Before diving into the solutions, I want to highlight that a vector in C++ is a continuous container, meaning that the elements are adjacent to each other. This gives you the constant time complexity to get an element at any index. This also means you need to make sure the vector is still continuous after one element is removed.
1. The naive way
The naive way is to loop through each element in the vector, and check if the element is greater than 5. If yes, erase it.
std::vector<int> v{3, 6, 1, 2, 7, 0, 9, 4};
for (auto iter = v.begin(); iter != v.end();) {
if (*iter > 5) {
iter = v.erase(iter);
} else {
++iter;
}
}
You should always be careful when you modify an array in-place while looping through it, in any languages. Fortunately in this case our code works correctly. Here is the first knowledge point:
v.erase(iter) returns the iterator to the next element following the last removed element.

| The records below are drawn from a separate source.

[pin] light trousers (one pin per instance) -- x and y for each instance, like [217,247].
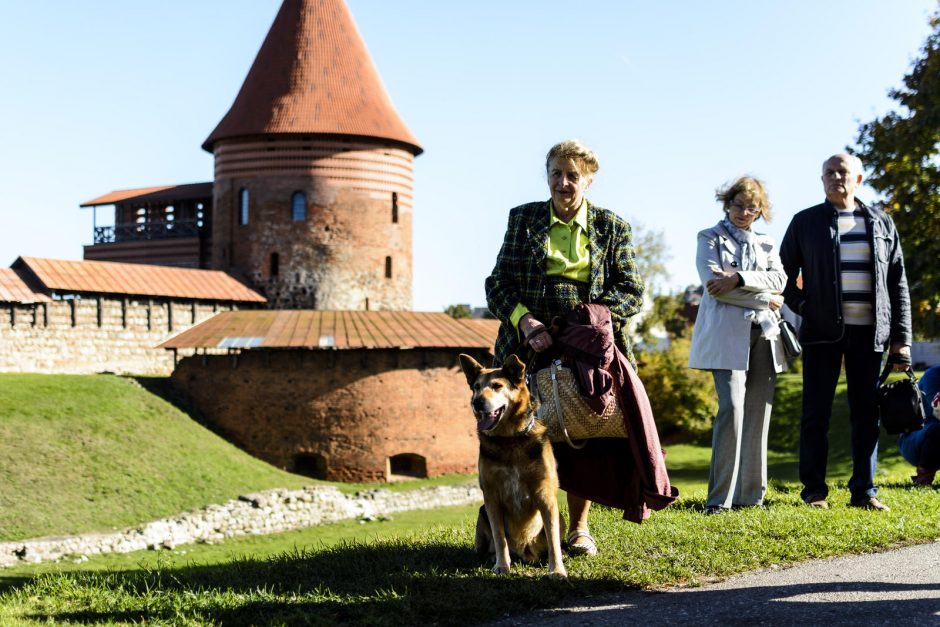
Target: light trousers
[738,472]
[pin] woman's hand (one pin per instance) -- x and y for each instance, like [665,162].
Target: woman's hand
[535,333]
[723,283]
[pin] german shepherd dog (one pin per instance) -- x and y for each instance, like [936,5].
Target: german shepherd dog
[517,470]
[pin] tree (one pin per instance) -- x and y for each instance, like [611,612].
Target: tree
[901,149]
[458,311]
[652,253]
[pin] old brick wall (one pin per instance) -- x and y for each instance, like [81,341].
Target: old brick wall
[354,409]
[88,335]
[358,221]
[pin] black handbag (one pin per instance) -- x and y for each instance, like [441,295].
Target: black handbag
[791,345]
[900,403]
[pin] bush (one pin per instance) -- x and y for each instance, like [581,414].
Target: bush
[683,400]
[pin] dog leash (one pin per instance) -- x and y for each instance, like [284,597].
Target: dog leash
[561,414]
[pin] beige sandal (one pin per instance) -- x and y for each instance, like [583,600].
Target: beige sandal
[580,542]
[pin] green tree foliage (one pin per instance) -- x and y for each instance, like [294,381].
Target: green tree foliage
[652,253]
[683,400]
[666,313]
[458,311]
[901,149]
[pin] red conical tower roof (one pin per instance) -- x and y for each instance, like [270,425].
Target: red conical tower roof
[313,74]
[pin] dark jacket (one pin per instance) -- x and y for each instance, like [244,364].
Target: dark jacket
[811,246]
[627,474]
[519,274]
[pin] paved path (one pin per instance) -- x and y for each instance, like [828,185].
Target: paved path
[900,587]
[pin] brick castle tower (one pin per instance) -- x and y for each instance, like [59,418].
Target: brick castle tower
[312,198]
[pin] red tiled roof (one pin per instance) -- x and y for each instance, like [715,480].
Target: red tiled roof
[313,75]
[13,289]
[335,329]
[163,192]
[107,277]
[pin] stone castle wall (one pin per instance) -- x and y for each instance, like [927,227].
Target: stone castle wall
[352,251]
[351,410]
[88,335]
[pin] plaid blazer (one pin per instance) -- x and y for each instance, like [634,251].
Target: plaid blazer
[519,274]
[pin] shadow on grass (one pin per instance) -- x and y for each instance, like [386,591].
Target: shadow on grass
[392,583]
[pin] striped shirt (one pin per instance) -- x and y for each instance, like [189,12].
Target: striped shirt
[855,268]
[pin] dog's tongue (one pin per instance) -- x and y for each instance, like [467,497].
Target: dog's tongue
[488,421]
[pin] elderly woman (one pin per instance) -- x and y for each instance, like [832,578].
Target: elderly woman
[555,255]
[736,336]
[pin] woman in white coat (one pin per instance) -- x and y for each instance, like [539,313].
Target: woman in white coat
[736,336]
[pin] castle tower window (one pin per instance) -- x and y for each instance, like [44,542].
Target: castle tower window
[298,207]
[407,465]
[310,465]
[275,264]
[243,206]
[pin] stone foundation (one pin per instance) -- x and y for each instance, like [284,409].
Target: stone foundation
[273,511]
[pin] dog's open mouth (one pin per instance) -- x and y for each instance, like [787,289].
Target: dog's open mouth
[488,420]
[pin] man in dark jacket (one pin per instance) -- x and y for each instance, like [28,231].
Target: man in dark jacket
[854,302]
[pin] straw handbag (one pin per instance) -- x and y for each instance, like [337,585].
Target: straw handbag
[565,412]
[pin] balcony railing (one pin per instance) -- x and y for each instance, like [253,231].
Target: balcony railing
[148,231]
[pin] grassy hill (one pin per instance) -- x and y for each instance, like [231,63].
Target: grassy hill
[87,452]
[83,453]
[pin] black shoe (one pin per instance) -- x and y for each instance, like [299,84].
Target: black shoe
[711,510]
[870,503]
[818,501]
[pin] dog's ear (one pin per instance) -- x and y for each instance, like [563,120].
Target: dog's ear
[471,368]
[514,369]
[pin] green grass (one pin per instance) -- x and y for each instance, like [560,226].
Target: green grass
[94,453]
[420,568]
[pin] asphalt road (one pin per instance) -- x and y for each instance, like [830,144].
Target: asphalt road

Effectively this advances the iterator to the next in the case when the current element is erased.
Though this solution works, it’s not efficient. Every time we erase an element, we need to move all subsequent elements. The time complexity is O(n²). Can we do it in a faster way?
2. Erase-remove idiom
The faster way is called erase-remove idiom:
std::vector<int> v{3, 6, 1, 2, 7, 0, 9, 4};
v.erase(std::remove_if(v.begin(), v.end(), [](int i) { return i > 5; }), v.end());
This is both syntactically concise and efficient. Let’s break down the statement and understand what it does.
std::remove_if
std::remove_if takes the beginning and end iterators of the range you want to work on, and each element in the range is passed to the third parameter, which is a UnaryPredicate. The UnaryPredicate is basically a function that takes a single element and returns a bool. If the return value is false, std::remove_if will move the element to the front of the range. At the end, it returns an iterator to the location immediately after the last element that should be kept (UnaryPredicate false).
A visual demo may better help this: Suppose we print out the result of v after calling
std::remove_if(v.begin(), v.end(), [](int i) { return i > 5; })
vector::erase
The std::remove_if does not actually remove anything. It merely cluster all elements that should be kept together, and give you an iterator, after which the range are meaningless rubbish and should be erased. Erasing the leftover is straightforward:
v.erase(returned_iter, v.end())
It erases all the elements between the returned_iter and the end of the vector.
The time complexity is linear: you only need one linear traversal to finish std::remove_if(), and v.erase() is a constant time operation.
3. Post-C++20 solution
C++20 makes the solution easier by introducing a new algorithm: std::erase_if. So all you need to do is
std::erase_if(v, [](int i) { return i > 5; })
That simple and concise! The the time complexity is also linear.
Final notes
If you checked the reference of std::remove_if and std::erase_if, you’ve probably noticed they each have another version respectively: std::remove and std::erase. This is just a specialized version of std::remove_if or erase_if — the predicate is: return true if the element in the vector equals the input value.